Piloté par l’OMS et l’alliance pour les vaccins Gavi, le projet COVAX vise à fournir au moins 2 milliards de doses d’ici fin 2021 pour vacciner 20% des personnes les plus vulnérables dans 91 pays pauvres et à revenu intermédiaire, principalement en Afrique, en Asie et en Amérique latine.


Or, les partisans du projet affirment que l’initiative pourrait ne pas atteindre son objectif, dans un document confidentiel de Gavi, en raison d’un manque de fonds, des risques liés à l’approvisionnement et des conditions contractuelles compliquées et donc de priver des milliards de personnes de vaccination jusqu’en 2024.


Dans une note du 25 novembre 2020, jointe aux documents, les conseillers de Citigroup ont déclaré que le plus grand risque pour le programme provenait des clauses présentes dans les contrats d’approvisionnement. Les pays pourraient refuser d’acheter les volumes pré-commandés du vaccin s’ils préfèrent en obtenir d’autres ou s’ils parviennent à les acquérir par le biais de projets différents, d’une façon plus rapide ou à de meilleurs prix.

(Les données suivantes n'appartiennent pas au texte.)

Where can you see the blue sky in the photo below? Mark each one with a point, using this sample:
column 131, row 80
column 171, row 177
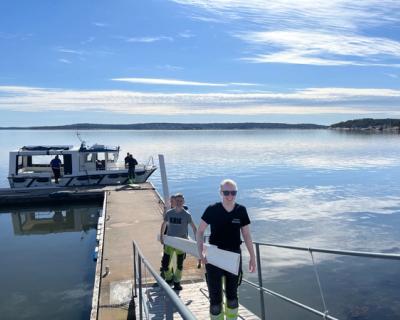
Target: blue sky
column 131, row 61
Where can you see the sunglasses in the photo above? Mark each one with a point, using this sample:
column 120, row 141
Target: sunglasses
column 227, row 193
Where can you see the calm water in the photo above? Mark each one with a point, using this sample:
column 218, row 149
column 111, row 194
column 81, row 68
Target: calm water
column 307, row 188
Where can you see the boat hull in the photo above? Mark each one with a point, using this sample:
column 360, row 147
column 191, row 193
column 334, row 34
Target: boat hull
column 103, row 178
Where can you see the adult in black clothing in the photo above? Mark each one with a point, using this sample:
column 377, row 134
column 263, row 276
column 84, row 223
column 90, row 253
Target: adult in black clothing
column 55, row 165
column 131, row 168
column 227, row 220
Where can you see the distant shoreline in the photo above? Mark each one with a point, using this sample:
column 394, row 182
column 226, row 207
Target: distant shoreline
column 358, row 125
column 173, row 126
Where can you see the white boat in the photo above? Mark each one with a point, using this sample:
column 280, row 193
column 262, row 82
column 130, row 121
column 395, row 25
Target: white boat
column 29, row 167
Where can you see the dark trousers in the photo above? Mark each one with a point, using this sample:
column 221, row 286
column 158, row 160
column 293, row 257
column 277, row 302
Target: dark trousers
column 57, row 173
column 131, row 173
column 214, row 276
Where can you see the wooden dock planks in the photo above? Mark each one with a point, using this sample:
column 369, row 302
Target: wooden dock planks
column 136, row 214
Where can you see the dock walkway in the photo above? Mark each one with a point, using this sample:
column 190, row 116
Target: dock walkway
column 135, row 213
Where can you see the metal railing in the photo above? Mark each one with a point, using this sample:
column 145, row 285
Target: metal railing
column 172, row 302
column 323, row 314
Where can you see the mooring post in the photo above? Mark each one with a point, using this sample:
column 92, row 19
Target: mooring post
column 164, row 179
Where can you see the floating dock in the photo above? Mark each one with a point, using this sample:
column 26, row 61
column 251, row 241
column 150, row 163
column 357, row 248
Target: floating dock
column 135, row 213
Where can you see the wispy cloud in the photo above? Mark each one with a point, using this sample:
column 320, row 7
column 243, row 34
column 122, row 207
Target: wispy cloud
column 310, row 47
column 313, row 101
column 168, row 82
column 100, row 24
column 70, row 51
column 176, row 82
column 284, row 31
column 64, row 61
column 145, row 39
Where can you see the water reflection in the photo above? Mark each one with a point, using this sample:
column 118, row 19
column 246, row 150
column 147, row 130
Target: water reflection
column 47, row 261
column 73, row 219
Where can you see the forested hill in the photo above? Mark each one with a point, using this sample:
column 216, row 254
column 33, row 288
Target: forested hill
column 369, row 124
column 172, row 126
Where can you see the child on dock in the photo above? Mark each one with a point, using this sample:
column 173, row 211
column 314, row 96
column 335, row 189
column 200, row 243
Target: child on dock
column 177, row 220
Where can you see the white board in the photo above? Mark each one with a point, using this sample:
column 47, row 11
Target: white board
column 223, row 259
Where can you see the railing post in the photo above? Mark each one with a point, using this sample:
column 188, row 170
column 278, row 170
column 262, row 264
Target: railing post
column 260, row 283
column 134, row 269
column 140, row 288
column 169, row 314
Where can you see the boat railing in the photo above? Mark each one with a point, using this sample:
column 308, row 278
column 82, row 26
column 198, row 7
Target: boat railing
column 172, row 302
column 323, row 314
column 150, row 162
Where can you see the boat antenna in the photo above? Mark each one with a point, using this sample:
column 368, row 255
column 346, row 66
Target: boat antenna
column 83, row 142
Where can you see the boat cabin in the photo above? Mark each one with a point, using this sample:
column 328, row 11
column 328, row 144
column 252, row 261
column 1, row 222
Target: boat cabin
column 95, row 165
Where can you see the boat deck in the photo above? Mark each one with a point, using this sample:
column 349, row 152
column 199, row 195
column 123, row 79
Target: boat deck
column 135, row 213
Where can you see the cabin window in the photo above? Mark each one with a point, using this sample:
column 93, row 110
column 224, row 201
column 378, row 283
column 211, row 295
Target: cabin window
column 111, row 157
column 89, row 157
column 101, row 156
column 67, row 164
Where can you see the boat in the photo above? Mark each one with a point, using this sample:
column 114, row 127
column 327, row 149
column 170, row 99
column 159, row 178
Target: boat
column 96, row 165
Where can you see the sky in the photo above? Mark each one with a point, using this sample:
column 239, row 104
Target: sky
column 137, row 61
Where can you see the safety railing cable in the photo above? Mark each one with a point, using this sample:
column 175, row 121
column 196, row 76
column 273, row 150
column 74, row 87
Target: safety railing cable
column 171, row 299
column 324, row 314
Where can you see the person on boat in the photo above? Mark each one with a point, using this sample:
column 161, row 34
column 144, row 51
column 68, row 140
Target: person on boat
column 227, row 220
column 126, row 159
column 55, row 165
column 131, row 168
column 177, row 220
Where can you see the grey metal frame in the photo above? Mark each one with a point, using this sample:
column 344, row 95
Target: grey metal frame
column 325, row 314
column 171, row 299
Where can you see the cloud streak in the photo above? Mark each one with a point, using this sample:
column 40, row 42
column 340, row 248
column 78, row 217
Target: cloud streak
column 298, row 102
column 284, row 31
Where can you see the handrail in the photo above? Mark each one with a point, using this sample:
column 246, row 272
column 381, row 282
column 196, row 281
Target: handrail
column 170, row 295
column 378, row 255
column 324, row 314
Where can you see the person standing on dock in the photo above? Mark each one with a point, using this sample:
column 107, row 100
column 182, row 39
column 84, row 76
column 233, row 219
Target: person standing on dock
column 177, row 220
column 227, row 220
column 55, row 165
column 131, row 161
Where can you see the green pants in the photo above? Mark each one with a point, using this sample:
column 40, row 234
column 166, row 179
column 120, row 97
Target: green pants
column 166, row 266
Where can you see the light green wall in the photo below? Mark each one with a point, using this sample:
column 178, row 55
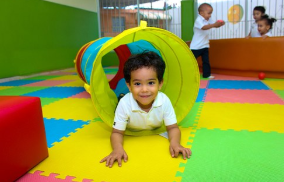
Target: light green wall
column 187, row 19
column 39, row 36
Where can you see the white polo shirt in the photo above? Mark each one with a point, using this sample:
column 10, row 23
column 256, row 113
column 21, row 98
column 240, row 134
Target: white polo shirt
column 255, row 33
column 200, row 37
column 129, row 115
column 254, row 30
column 269, row 34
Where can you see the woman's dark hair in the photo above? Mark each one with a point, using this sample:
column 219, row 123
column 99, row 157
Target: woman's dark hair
column 259, row 8
column 146, row 59
column 268, row 20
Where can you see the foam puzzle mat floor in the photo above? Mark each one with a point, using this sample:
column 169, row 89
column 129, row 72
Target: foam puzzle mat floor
column 235, row 131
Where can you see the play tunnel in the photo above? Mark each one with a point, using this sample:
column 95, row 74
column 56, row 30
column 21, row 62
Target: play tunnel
column 181, row 78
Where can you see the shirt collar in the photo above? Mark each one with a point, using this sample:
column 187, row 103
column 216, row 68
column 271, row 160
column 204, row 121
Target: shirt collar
column 203, row 19
column 135, row 107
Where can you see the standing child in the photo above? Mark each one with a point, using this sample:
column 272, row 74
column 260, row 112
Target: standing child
column 258, row 11
column 200, row 41
column 144, row 108
column 265, row 25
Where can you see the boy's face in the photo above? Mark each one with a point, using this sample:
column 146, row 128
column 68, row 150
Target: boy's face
column 257, row 15
column 263, row 28
column 144, row 86
column 206, row 12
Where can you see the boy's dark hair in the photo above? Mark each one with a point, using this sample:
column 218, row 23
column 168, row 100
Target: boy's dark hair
column 202, row 6
column 268, row 21
column 259, row 8
column 146, row 59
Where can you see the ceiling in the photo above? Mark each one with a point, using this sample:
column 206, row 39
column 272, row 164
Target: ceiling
column 122, row 3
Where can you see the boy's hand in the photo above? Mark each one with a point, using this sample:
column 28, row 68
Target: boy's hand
column 176, row 148
column 116, row 155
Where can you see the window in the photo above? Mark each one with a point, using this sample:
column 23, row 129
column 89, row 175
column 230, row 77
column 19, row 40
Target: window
column 118, row 24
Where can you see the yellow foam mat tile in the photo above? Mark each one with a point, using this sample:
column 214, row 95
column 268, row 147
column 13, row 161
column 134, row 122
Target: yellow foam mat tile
column 237, row 116
column 76, row 83
column 67, row 77
column 70, row 108
column 79, row 156
column 275, row 84
column 4, row 87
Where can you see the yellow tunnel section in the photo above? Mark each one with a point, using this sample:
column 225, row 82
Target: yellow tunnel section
column 181, row 78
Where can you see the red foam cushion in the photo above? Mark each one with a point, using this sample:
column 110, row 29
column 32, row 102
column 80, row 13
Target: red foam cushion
column 22, row 136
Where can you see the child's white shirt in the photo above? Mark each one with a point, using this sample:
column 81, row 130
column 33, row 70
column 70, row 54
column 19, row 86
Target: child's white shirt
column 255, row 33
column 254, row 30
column 129, row 115
column 200, row 37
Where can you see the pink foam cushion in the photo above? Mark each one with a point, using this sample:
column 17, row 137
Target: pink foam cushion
column 22, row 136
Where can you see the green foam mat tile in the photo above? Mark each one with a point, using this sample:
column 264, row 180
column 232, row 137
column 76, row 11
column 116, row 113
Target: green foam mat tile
column 20, row 90
column 227, row 155
column 191, row 117
column 280, row 93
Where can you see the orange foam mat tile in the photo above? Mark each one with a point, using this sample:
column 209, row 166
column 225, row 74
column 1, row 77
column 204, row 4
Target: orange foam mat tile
column 275, row 84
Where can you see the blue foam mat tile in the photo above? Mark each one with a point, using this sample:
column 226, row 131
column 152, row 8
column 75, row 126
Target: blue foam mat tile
column 201, row 95
column 237, row 84
column 57, row 92
column 18, row 82
column 56, row 129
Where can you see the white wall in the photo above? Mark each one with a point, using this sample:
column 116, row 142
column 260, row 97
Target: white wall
column 89, row 5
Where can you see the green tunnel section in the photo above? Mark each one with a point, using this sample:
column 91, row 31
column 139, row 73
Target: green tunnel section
column 181, row 78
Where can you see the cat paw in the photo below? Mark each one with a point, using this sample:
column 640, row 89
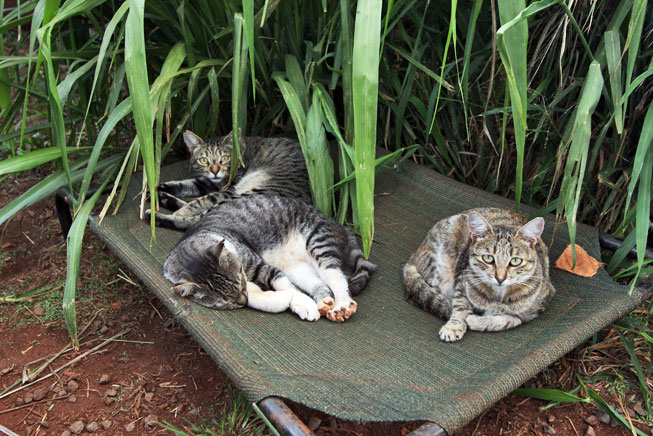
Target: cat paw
column 304, row 307
column 453, row 332
column 325, row 305
column 342, row 312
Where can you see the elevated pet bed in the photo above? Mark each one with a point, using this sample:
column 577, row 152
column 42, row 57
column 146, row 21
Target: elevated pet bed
column 385, row 363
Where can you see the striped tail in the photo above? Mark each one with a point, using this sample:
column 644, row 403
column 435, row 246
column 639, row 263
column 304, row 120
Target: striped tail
column 362, row 268
column 423, row 295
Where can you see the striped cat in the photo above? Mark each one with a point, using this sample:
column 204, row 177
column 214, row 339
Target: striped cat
column 270, row 253
column 273, row 166
column 483, row 269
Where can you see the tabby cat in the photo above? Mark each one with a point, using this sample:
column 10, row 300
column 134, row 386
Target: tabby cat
column 244, row 248
column 484, row 269
column 273, row 166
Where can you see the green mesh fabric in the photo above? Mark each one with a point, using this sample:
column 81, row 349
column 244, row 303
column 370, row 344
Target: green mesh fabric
column 386, row 362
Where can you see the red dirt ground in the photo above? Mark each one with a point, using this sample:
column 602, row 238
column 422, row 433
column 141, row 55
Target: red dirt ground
column 157, row 372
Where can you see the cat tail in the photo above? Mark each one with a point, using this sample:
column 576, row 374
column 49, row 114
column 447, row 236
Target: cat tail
column 361, row 267
column 424, row 295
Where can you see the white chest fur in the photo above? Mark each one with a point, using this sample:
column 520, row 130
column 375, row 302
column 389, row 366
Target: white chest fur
column 290, row 253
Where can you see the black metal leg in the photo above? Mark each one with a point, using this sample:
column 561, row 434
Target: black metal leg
column 428, row 429
column 63, row 199
column 283, row 419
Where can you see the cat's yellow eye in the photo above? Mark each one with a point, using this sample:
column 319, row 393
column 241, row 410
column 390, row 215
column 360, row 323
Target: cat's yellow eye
column 487, row 258
column 516, row 261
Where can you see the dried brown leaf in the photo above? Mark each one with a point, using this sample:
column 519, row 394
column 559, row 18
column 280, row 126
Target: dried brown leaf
column 586, row 265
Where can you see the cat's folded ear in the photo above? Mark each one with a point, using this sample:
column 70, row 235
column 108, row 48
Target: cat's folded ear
column 532, row 230
column 216, row 250
column 192, row 140
column 478, row 227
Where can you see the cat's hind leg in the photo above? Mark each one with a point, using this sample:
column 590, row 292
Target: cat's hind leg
column 492, row 323
column 307, row 278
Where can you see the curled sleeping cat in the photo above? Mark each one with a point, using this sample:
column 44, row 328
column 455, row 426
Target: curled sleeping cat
column 272, row 166
column 270, row 253
column 483, row 269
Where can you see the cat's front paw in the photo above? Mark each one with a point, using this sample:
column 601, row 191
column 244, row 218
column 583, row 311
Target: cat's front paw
column 304, row 307
column 453, row 331
column 342, row 311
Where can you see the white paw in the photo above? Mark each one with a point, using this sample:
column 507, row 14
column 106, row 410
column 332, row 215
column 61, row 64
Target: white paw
column 452, row 332
column 342, row 311
column 477, row 323
column 304, row 307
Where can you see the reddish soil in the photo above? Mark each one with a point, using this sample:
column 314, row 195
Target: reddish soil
column 157, row 372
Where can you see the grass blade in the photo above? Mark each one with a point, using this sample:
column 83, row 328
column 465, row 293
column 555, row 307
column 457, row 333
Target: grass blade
column 139, row 90
column 365, row 84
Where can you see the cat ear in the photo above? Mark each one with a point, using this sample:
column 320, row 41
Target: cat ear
column 192, row 140
column 478, row 226
column 216, row 250
column 532, row 230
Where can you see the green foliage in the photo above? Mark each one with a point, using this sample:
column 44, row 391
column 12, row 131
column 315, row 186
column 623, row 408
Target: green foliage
column 538, row 102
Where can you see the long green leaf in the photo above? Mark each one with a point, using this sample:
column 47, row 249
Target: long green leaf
column 365, row 83
column 139, row 89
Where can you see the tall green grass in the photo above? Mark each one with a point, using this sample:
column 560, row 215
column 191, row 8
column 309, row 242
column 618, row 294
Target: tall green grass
column 534, row 101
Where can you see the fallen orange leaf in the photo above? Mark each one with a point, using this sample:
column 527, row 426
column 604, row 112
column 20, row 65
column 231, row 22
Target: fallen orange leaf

Un porte-parole de Gavi a déclaré que l’organisme restait confiant dans sa capacité à atteindre ses objectifs. Pour vacciner au moins 20% des personnes dans les pays pauvres l’année prochaine, COVAX dit avoir besoin de 4,9 milliards de dollars (4,02 milliards d’euros) en plus des 2,1 milliards que le projet a déjà collecté. Selon une étude de Johns Hopkins Bloomberg School of Public Health, une personne sur quatre n’aura pas accès au vaccin contre le coronavirus avant au moins 2022.